A further option for alternate dispute resolution is mediation. Mediation is commonly referred to as “assisted negotiation.” Basically, the disputing parties looking to settle a conflict appoint a neutral party, a mediator, whose task it is to assist the parties in reaching a compromise. The primary function of mediation is exploring the possibilities of a settlement between the parties, while the purpose is to bring the parties together to allow them to reach a solution of their own making. To that end, the role of the mediator is not to pass judgment as is the case in court or in arbitration; rather, the mediator is present to guide the negotiation between the parties and to facilitate their reaching a settlement which is of benefit, in so far as possible, to both parties. Fittingly mediation envisages a “mutual gains outcome” rather than a winner-loser outcome.

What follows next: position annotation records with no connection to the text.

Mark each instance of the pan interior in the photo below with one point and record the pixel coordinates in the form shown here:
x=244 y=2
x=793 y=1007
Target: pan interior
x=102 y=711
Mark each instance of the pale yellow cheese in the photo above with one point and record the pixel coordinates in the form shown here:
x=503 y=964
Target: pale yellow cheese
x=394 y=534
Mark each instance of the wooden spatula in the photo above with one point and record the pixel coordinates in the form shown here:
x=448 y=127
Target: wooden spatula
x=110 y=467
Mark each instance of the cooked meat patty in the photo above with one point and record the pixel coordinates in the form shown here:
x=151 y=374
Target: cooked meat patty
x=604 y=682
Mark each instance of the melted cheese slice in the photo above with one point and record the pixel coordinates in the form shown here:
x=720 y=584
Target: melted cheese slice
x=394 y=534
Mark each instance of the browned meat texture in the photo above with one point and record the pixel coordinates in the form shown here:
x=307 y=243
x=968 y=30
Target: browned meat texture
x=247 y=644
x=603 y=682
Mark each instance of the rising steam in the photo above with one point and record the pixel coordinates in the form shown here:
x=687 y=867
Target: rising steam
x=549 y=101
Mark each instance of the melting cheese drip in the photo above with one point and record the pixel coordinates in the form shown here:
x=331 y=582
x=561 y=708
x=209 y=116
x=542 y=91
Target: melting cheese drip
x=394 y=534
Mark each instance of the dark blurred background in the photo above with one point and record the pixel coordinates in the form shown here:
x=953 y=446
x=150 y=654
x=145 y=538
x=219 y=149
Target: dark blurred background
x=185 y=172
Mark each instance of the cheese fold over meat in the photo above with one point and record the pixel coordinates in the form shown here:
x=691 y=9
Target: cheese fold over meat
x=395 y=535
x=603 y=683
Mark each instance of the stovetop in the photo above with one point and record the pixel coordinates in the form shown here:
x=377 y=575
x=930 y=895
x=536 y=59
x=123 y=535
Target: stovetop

There is no one procedure for conducting a mediation, usually the parties and the mediator will gather at a chosen venue for an agreed period, a day, two days or sometimes more depending on how the mediation progresses. The parties will meet with the mediator separately, and thereafter both parties will meet with the mediator together, who will then facilitate the settlement discussions. It is the mediator’s job to motivate, provide alternate viewpoints, and to illustrate (privately) to each party the weaknesses in its own position, thereby paving the way for a compromise solution. It is generally not required that the mediator be an expert in the particular field of dispute (for example, the ins and outs of shipbuilding or ship repair contracts), however a working knowledge of the sector is preferable to allow the mediator an understanding of how the dispute arose.

The primary advantages of mediation are that it is usually quick, relatively inexpensive and flexible, as well as clearly assisting in maintaining working relationships between the parties involved in a dispute after it is resolved. In addition, mediation is confidential and everything said between the parties is without prejudice to their other legal remedies in the event the mediation fails.  Even where mediation does not result in an immediate settlement, it can narrow the issues in dispute which in turn, could result in a quicker trial or arbitration should the parties institute either of those proceedings.

While mediation has previously struggled for acceptance in the shipping industry, particularly given the historical use of arbitrations, it appears that the industry is beginning to recognize mediation as a viable means of resolving disputes. Mediation clauses now increasingly appear in commercial maritime contracts, like Charterparties, insurance policies, LOF 2000 and even the new BIMCO Standard Ship Repair Contract.  This rate of growth looks set to continue. As a quick, cost effective means of resolving disputes, mediation ought to be incorporated into the industries’ general conflict resolution procedures.